SlagA
Saturday 13th October 2007 10:17pm [Edited]
Blackwood
5,335 posts
I go with Matthew and Baumski here.
There's having the same idea independent of someone else, which is nothing to be ashamed of, as long as the artist is aware that they didn't deliberately steal.
Then there's the appalling advice given in an article by a rather well-established writer on a certain broadcaster's website to wannabes like us. It said "Do not hesitate to steal other people's material." This is shocking and disgraceful. That's the kind of writer that shouldn't be sleeping at night but does. What art is there in robbing others? What confidence in his own ability to produce true work inspired that sort of attitude? What does it say about the broadcaster that condones this 'advice'?
When I find out an idea's been I've often shelved it and moved on.
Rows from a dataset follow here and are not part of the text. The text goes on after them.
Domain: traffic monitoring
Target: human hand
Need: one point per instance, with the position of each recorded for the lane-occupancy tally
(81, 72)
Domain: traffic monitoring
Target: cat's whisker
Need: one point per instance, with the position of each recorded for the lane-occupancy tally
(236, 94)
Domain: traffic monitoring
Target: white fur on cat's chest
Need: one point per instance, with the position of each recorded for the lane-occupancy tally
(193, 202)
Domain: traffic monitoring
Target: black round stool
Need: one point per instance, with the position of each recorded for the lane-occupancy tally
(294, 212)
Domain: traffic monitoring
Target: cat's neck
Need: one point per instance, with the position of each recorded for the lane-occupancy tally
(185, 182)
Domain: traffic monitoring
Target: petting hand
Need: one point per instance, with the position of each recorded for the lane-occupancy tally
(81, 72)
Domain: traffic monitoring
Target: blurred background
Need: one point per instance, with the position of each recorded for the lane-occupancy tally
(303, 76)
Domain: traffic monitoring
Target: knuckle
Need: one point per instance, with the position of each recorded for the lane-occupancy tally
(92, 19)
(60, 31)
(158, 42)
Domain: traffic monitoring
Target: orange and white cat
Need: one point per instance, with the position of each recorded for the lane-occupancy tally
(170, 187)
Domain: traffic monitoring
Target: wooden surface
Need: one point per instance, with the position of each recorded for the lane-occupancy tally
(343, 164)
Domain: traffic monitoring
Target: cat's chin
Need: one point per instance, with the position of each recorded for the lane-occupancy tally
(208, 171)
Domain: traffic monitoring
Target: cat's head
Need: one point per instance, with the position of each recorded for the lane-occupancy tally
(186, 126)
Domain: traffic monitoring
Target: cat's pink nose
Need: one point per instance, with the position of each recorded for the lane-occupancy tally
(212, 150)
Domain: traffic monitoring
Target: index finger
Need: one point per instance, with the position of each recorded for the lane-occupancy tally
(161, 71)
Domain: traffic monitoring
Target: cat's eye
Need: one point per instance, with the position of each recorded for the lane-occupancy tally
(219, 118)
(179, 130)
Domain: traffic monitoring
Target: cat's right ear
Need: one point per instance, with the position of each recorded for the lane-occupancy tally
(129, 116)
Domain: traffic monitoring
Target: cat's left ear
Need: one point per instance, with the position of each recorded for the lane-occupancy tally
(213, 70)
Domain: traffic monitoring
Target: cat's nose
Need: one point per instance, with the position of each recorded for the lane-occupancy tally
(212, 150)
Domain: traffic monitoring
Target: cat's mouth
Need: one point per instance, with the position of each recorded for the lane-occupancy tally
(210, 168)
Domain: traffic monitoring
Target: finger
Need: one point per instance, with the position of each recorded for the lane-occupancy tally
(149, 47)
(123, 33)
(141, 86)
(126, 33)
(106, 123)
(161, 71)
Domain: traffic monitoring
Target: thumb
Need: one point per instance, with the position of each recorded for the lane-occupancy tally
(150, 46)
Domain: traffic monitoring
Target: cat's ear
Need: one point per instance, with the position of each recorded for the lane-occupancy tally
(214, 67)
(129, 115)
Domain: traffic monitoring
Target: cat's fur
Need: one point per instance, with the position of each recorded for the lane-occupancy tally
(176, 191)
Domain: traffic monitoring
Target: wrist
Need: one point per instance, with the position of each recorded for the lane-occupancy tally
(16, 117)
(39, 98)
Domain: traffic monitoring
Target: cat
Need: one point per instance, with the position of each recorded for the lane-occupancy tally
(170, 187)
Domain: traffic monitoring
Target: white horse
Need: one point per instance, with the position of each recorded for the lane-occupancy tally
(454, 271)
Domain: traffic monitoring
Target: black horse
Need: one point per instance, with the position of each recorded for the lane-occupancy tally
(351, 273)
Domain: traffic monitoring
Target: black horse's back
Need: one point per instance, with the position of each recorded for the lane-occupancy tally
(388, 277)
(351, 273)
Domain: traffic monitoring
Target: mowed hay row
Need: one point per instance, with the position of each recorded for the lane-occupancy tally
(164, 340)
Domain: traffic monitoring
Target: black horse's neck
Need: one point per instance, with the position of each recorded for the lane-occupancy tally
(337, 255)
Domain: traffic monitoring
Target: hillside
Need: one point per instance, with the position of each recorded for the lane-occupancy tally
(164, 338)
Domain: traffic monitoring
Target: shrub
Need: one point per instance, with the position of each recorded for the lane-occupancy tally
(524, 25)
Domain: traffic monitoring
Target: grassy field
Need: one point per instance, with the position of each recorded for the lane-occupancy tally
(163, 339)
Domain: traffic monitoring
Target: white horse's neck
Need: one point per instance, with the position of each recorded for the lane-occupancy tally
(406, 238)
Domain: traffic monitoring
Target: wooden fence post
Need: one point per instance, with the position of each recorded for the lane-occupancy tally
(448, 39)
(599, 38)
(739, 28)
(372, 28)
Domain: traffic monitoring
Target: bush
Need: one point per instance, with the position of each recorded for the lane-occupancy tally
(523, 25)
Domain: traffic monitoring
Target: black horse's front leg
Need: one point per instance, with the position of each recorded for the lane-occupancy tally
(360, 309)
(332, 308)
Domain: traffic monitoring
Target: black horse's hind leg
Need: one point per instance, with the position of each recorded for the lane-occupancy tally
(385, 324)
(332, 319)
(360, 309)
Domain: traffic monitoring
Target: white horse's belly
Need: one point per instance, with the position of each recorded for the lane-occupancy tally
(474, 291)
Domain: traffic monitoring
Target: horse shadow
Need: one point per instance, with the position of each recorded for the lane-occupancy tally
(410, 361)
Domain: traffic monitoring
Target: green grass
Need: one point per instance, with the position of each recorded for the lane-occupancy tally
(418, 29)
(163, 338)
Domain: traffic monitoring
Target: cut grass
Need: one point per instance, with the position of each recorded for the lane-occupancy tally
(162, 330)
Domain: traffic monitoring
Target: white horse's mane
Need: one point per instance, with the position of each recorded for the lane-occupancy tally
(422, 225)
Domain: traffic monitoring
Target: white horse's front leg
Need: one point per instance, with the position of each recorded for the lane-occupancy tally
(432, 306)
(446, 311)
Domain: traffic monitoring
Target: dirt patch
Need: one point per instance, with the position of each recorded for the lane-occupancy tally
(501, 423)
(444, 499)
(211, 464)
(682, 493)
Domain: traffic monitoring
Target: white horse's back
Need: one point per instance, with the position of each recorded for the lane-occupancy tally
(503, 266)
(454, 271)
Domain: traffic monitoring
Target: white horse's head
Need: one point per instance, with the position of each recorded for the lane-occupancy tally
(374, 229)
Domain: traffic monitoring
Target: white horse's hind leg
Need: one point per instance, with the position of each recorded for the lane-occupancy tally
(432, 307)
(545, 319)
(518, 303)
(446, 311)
But I'm tending more to the idea that inevitably everything we do and think is derived upon previous influences, whether conscious or otherwise. We can't escape our past. But as long as we're not skimming off profit from someone else's labour we can keep our integrity.
The point is there is a difference between coincidence and plagiarism. To think that our material is all 100% totally original is self-deception. No thought occurs in isolation from all other thoughts. It's how we put our own stamp on a thought that makes it unique and that's the key component that seperates us from genius.